Join a group that does something you enjoy….arts, books, poetry, sports…whatever. You will meet tons of people that way but just let friendships develop for a while so you can heal and be ready for your next relationship.
Back to me…it’s been 6+ years since my ex left. I spent two years doing what I suggested above. Now after 4+ years I’m getting married again and he is…well…awesome!
Post # 13
Oh and now that you have your stuff and he has his…go NO CONTACT! There is nothing worse than to be strung along while he does whatever he wants. Remember how good you felt this morning…keep that!
Post # 14
@AussieSummer: wish you were here, I’d hook you up with a great guy. Many guy friends of mine don’t know if they’d ever find someone and honestly its sad cause they have never even had a relationship.
Try online dating perhaps? Its worked out for many of my friends who were to shy to initiate in person.
Post # 15
I feel your pain – I have been there. My HS boyfriend and I dated from 17-24. He broke up with me right after we graduated from college (so your age), and ended up getting back together for 3 more years (!). It really was over the first time we broke up, and we shouldn’t have gotten back together. Honestly, part of the reason I wanted to stay together was because of how scared I was of getting out there and finding someone else. Sad, but true. (So glad I didn’t MARRY him for that reason!)
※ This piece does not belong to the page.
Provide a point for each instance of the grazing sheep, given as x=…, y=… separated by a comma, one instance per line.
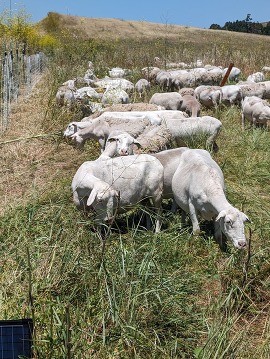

Breaking up at 24 was the best thing ever, in hindsight. Scary? Yes. But I spent the next 2 years doing my own thing and being totally independent. I met FI when I was 26 (almost 27), and we’re getting married in May! (I’ll be 29). Was this timing how I thought things would work out? No….I thought I’d be married by 25. But looking back, I am SO thankful for the way things turned out. Through my 7 year relationship with my ex, I learned so much about what I wanted in a relationship (and what I DID NOT want) and that made me able to lay a really strong foundation with FI when we met. I had time to be independent, and to really get to know myself. The person you are now at 21 is SO different than who you were at 16, but you probably don’t even realize it! That happens when you’re in a relationship for such a long time during your major “growing up” years – I know that was the case for me, at least. It was awesome to learn who I really was when I was single – what I loved to do, things I wanted to learn, do, be.
I know it’s tough today, but please don’t feel too scared. When that BF and I broke up, I told myself this: I have one week to feel sorry for yourself, eat ice cream, watch trashy movies all night, cry, be pitiful, do whatever the heck I want. I have six months before I even THINK about dating – because I’m not ready for it before then (and maybe not even then). That made things seem easier right off – like, I had given myself permission to not think about dating for six whole months…as opposed to freaking out about it now, on top of everything else I was dealing with in terms of a breakup. It was relieving. And guess what…by the time six months rolled around, I actually was ready to think about dating!
So hang in there…I know it’s tough, but it will get better!!
Post # 16
You did the right thing!
I had an ex where I didn’t get any answers, and it was frustrating. But I eventually moved on from it.
Glad to hear you are starting to feel a little better.
You will for sure find osmeone who is right for you.
If you aren’t good at meeting people, you might try online dating when you’re up for it. I did that. It was fun, and I really enjoyed it. I eventually met my husband online (okcupid.com). Just try and be smart about safety if you decide to!
I found getting back in the dating pool after a break up with a long term (ex)boyfriend was a good distraction for me. Even if the next guy isn’t ‘the one.’